The maths of ASP are not rocket science but are beyond the Government

It is always good to see the safe return of the Space Shuttle. One cannot fail to be impressed by the team approach and the ability that supports such missions.

But what has space exploration got to do with pension planning? Well, the point I am getting at is that one does not have to be a rocket scientist to get one’s head around the mathematics surrounding alternatively secured pensions (ASP), an important option for those requiring maximum flexibility and who have attained age 75 since A-Day.

It is extremely important that the debate is opened right up and the issue is dealt with once and for all.

It is very difficult for those making legislative decisions being so far removed from the discussions that we as IFAs have with our clients on a daily basis. They simply do not realise how important this particular issue is and the far-reaching impact it has on people’s decisions as to what action they take with regard to pension planning in general. This seems to be at odds with the powers that be who supposedly want to encourage everyone to make adequate provision for retirement.

There is the desire to ensure that adequate pension
provision is made by the majority of individuals so they can be certain that they will not be affected by constant legislative changes.

The recent debacle concer-ning trust legislation is at the forefront of investors’ minds in this regard. The opposite side to the argument concerns the politicians who appear paranoid at the apparent prospects of losing revenue through effective and flexible financial planning.

This is, of course, where the real rocket science comes to the fore and if there really is a genuine understanding of how existing legislation surrounding ASP actually works, the Treasury should be rubbing its hands with glee as there is a huge potential for a new stream of revenue but alas it is unable to grasp this issue.

Let us examine the facts. Under previous legislation, the necessity to buy an annuity at age 75 provided income tax while such payments are being made throughout the annuitant’s lifetime and at death such payments come to an end. There is obviously the possibility of some further taxation through the annuity company’s profits but mortality costs, admin expenses mean these are not likely to amount to a huge sum.

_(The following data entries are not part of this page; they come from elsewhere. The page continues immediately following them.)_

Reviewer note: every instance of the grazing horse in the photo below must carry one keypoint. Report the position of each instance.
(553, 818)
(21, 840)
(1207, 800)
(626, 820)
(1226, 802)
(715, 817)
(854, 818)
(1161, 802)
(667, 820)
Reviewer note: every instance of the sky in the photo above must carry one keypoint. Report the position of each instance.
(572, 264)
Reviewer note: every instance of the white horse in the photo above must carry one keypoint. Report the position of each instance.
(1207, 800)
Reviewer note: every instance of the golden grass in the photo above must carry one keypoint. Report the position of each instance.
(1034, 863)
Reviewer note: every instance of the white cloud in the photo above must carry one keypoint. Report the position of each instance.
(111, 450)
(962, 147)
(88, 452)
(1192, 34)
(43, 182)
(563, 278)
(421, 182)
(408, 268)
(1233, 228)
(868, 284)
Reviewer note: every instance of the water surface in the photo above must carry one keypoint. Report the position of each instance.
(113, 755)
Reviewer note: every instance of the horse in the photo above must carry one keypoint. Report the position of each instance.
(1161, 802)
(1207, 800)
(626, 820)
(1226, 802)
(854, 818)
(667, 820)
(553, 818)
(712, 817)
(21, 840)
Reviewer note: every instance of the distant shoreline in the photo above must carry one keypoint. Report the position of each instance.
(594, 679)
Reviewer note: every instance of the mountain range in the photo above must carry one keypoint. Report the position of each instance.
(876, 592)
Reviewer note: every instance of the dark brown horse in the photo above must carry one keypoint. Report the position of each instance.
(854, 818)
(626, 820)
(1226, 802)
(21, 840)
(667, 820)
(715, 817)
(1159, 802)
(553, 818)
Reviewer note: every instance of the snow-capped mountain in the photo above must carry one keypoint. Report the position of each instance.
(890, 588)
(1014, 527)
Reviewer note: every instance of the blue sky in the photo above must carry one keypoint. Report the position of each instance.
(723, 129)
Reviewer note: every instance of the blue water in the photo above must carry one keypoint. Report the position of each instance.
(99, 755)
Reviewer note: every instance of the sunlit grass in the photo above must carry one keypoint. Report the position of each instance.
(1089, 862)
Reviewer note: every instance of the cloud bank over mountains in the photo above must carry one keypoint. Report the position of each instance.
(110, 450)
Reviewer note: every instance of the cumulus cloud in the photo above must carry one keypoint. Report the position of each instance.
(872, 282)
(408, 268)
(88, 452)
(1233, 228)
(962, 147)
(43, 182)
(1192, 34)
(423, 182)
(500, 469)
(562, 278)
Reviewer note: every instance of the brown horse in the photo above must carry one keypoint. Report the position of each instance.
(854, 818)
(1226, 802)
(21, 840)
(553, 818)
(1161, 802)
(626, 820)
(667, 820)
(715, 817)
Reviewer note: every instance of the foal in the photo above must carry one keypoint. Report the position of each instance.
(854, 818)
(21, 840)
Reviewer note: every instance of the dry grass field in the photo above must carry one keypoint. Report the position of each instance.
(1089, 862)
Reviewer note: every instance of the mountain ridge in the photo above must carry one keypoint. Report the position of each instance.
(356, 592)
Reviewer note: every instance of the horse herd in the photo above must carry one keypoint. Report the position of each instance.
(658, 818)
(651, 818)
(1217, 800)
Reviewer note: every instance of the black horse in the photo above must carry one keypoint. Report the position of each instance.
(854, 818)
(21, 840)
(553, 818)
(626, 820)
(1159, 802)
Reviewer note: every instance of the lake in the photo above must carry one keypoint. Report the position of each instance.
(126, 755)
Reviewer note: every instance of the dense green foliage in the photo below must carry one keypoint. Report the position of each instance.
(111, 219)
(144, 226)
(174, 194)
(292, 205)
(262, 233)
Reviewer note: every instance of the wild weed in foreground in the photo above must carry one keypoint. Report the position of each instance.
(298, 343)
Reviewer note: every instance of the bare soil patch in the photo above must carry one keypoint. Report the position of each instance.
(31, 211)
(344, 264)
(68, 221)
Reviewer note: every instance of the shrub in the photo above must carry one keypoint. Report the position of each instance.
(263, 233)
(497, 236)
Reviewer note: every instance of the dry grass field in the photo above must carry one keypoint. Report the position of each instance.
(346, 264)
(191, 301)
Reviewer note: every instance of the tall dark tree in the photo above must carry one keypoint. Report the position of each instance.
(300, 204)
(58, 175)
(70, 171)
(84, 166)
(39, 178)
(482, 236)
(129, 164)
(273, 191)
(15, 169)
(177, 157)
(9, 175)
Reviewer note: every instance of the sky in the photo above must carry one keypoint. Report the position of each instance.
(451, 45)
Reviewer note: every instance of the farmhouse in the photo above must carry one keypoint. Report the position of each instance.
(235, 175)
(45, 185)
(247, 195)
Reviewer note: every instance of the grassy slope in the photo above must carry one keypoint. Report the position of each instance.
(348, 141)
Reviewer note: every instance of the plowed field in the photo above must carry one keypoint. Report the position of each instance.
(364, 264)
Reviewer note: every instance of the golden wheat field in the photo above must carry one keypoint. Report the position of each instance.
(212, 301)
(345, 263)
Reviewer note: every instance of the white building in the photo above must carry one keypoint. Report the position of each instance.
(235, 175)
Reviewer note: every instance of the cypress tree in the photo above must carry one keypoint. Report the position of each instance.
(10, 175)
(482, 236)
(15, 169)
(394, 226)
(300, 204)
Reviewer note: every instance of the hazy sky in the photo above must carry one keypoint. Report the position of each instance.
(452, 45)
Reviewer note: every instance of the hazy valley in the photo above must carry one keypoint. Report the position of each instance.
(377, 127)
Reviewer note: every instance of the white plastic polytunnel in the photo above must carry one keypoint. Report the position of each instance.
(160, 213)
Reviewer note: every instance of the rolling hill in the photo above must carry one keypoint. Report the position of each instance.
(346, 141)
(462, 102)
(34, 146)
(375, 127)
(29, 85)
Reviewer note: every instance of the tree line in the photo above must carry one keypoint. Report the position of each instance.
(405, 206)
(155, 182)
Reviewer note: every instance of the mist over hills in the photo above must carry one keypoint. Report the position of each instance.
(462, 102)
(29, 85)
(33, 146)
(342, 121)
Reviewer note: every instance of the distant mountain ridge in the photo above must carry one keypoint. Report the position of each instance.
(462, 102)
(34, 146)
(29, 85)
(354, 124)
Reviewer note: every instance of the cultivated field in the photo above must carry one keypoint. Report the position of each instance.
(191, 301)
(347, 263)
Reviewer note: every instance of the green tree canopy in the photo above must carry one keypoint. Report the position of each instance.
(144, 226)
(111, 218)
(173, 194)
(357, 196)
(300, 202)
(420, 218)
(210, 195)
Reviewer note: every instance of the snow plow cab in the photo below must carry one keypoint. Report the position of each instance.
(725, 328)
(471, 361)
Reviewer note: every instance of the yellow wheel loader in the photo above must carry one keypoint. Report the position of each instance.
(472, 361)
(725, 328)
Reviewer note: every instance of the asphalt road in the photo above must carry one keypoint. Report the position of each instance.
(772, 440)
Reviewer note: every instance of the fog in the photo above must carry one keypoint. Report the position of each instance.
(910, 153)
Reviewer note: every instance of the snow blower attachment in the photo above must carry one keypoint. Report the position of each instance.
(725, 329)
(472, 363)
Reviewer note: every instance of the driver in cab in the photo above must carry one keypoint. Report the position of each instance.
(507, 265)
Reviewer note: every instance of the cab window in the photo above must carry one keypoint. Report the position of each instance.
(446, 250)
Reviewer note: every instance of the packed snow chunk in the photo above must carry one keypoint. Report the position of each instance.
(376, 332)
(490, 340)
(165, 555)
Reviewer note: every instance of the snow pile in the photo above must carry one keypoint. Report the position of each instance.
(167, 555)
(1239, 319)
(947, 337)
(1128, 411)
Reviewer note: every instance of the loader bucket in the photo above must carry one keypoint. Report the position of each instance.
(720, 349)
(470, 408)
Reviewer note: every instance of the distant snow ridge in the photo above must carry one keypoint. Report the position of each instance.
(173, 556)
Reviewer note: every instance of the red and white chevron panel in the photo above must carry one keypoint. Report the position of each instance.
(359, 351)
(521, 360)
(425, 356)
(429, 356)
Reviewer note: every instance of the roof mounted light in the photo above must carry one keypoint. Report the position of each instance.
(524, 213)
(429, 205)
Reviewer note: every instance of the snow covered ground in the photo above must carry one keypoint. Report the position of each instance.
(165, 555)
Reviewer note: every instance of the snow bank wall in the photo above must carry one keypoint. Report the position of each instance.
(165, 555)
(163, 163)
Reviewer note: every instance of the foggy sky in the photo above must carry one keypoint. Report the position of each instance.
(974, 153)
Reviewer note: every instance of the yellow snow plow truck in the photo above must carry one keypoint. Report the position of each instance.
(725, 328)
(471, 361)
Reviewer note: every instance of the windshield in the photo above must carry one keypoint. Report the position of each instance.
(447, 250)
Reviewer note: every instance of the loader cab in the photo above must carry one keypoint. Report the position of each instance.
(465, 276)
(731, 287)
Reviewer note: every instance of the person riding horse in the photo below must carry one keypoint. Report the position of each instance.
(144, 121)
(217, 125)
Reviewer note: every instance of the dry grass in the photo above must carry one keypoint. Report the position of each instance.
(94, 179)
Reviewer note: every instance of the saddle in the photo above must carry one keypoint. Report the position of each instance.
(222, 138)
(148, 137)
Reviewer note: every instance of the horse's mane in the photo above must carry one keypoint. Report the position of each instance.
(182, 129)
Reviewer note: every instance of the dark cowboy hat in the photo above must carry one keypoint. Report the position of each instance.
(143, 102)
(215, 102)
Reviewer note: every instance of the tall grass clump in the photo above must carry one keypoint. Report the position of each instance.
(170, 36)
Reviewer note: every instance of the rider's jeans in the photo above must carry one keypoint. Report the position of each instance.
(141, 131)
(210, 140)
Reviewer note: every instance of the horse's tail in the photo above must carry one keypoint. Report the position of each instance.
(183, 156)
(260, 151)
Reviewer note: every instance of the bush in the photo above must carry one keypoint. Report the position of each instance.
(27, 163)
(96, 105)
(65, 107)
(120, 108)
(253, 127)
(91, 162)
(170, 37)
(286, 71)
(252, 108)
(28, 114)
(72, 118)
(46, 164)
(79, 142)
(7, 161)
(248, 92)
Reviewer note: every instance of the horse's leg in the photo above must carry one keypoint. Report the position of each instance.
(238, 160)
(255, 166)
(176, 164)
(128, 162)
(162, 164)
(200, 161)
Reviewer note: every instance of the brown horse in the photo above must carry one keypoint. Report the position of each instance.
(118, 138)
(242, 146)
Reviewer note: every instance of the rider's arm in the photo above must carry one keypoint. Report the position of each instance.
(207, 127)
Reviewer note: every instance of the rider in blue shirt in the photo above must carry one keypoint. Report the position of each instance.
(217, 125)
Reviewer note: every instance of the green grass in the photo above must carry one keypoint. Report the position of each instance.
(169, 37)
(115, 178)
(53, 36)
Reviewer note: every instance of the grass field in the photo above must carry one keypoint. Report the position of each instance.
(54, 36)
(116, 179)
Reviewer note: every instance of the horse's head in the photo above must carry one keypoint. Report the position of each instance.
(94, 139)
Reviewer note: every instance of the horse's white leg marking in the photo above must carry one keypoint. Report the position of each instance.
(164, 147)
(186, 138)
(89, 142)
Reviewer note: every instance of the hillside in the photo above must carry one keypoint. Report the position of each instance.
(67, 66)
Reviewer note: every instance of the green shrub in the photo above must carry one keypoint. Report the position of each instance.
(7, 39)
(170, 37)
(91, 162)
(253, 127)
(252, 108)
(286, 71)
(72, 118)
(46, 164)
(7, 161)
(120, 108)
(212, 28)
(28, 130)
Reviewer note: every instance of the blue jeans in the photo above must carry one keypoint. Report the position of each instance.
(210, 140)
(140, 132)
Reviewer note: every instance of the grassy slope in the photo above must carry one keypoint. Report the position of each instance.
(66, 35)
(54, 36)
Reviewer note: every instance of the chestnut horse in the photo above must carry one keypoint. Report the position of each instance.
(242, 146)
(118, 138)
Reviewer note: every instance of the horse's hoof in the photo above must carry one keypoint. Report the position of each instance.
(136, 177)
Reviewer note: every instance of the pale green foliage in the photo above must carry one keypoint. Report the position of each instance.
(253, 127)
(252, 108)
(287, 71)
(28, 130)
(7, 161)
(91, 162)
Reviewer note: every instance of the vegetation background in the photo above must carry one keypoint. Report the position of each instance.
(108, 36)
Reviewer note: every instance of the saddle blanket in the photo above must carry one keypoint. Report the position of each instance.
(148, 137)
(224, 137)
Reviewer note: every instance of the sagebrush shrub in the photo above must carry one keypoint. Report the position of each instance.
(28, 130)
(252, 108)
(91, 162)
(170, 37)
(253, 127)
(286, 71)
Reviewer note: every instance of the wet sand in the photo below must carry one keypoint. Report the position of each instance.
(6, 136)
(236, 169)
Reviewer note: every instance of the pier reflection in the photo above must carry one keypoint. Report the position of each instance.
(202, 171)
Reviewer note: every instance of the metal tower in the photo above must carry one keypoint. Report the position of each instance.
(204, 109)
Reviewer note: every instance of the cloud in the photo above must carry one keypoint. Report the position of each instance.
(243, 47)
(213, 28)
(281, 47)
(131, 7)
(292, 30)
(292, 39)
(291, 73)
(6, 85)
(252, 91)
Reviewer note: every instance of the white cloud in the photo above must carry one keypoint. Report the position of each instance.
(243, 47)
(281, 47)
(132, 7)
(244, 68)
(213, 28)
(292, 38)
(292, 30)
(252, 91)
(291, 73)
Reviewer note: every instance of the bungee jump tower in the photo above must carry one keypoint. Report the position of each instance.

At the time of writing, the Finance Act is awaited but it is safe to assume that the proposals regarding inheritance tax on ASP are likely to be enacted so that the overall fund will at some point bear a substantial amount of tax but that it will be deferred for some time.

Yes, there will be a small minority of plans where negligible or even no income is withdrawn but the tax take will still ultimately be sizeable and likely to be greater than had an annuity been bought. This is in addition to the income tax on the majority of schemes where income is withdrawn,

So, the Government gets the much needed additional revenue to shore up future finances and this is money it has never had in the past so just why is it so keen to try to rescind the legislation concerning ASP?

It is unlike an IFA to be promoting the payment of additional money to the taxman but there is even less desire to see money swelling the coffers of the insurance battalions, which have succeeded in alienating themselves from their customer base, particularly since the imposition of MVAs.

Although the market is suffering some uncertainties at present, there has been sufficient recovery in fund values to be able to offer fair value to policyholders. Even now, this is not happening and some staggering reductions are still taking place on what appears to be a quite arbitrary basis.

Clients want the flexibility and freedoms that ASP provides and fully understand that to be able to pass on 60 per cent of something is better than 100 per cent of nothing which is effectively what they have with an annuity on death, guaranteed periods excepted. It is time for the Government to recognise the facts. Is anyone out there listening?